Canada’s minister of heritage announced the government would be spending almost $300,000 in taxpayer money to fund a university project to create a website and browser tool to combat online misinformation.
“Discerning fact from fiction in our online world has become an increasingly difficult problem,” reads a statement from Canadian Heritage. “However, with the growing sophistication of online misinformation, it can be challenging to trust what you read online.”
Minister of Canadian Heritage Pascal St-Onge announced that funding would be given to the Université de Montréal to develop a user-friendly website and a web-browser extension “dedicated to detecting misinformation.”
“The challenge of navigating for reliable information online and on social media only keeps getting more difficult. Canadians deserve better.
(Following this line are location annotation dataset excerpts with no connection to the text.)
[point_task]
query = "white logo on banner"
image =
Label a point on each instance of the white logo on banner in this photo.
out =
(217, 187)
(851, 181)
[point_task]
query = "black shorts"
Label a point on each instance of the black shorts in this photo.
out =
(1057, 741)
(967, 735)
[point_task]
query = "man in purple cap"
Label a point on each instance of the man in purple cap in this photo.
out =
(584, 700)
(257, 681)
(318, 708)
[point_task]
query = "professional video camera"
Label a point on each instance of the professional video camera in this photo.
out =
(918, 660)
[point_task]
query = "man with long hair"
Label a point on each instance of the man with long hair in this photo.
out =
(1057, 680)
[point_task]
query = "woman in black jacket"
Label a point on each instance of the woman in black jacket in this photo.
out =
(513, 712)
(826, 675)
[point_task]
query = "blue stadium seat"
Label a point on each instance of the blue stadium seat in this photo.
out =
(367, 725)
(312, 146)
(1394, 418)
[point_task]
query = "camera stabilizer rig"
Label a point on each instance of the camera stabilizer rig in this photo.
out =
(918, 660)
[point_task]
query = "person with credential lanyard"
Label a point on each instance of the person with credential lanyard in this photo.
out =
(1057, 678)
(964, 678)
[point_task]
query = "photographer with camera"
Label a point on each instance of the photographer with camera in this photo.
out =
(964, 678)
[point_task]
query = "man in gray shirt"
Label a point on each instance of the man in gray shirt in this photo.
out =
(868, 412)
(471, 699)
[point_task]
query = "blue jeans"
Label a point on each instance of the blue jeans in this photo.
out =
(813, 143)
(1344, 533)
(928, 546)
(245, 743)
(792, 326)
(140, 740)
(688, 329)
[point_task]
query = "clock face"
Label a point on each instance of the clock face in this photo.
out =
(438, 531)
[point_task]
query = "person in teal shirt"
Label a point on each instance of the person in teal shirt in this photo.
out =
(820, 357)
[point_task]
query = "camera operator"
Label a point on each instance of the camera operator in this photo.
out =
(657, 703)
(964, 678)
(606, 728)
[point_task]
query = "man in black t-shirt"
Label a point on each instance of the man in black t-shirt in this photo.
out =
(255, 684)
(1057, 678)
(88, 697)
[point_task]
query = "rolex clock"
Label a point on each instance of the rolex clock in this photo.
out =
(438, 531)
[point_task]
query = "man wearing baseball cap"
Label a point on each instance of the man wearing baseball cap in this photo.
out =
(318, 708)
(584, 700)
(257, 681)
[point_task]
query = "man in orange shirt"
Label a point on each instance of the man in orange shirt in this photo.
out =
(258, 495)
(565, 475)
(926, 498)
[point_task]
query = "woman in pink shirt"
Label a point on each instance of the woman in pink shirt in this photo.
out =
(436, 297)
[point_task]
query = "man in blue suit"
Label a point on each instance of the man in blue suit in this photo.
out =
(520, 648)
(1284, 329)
Thriving democracies require informed citizenry, and Canadians deserve the right to trust the information they need to inform their choices,” said St-Onge in a statement on Monday.
“That’s why projects like this one play such a vital role in helping build and maintain that trust in Canadians.”
The university will apply AI tools to “detect and counteract” misinformation that is spreading online in Canada “across languages, modalities (text, audio, video, images), and sources.”
According to Canadian Heritage, the technology will involve “behavioral nudges” to quell the proliferation of fake news stories which will alert users to potential misinformation and reduce their “likelihood of sharing this content.”
The government believes this will enhance public knowledge and media integrity as Canadians will be able to “quickly verify online content.”
The Trudeau government will allocate $292,675 for the project through the Digital Citizen Contribution Program, which was created to provide financial assistance for research projects that fight online misinformation.
“The prevalence of social media platforms in our daily lives has profoundly affected how Canadians interact with their government, the media, civil society organizations and each other,” said Minister of Public Safety Dominic LeBlanc in a statement on Monday.
LeBlanc said that social media has allowed for citizens to spread false information while participating in the public discourse.
“While these new platforms have empowered citizens to participate in public debate, they have also facilitated the spread of false information,” said LeBlanc. “Through this funding, we are supporting democratic resilience by providing Canadians with tools to verify online content, thereby strengthening their ability to assess the quality of information they come across online.”
The Trudeau government tabled the Online Harms Act in February, which it purports will safeguard Canadians from “online hate and other forms of harmful content.”
However, a survey conducted in March revealed that many Canadians don’t support the government being the arbiter of what constitutes online harm, nor do they think it is even possible from a logistical standpoint.
Of the 1,527 survey respondents, 70% said they support the government’s plan to regulate the internet, while 25% said they didn’t.
Within the cohort of supporters however, only 41% believe that the Online Harms Act will actually make the internet a safer place with another 32% saying it won’t.
Even fewer believed that the government could regulate online hate without clamping down on free speech, with a minority of 10% of respondents saying that they “completely trust” the government.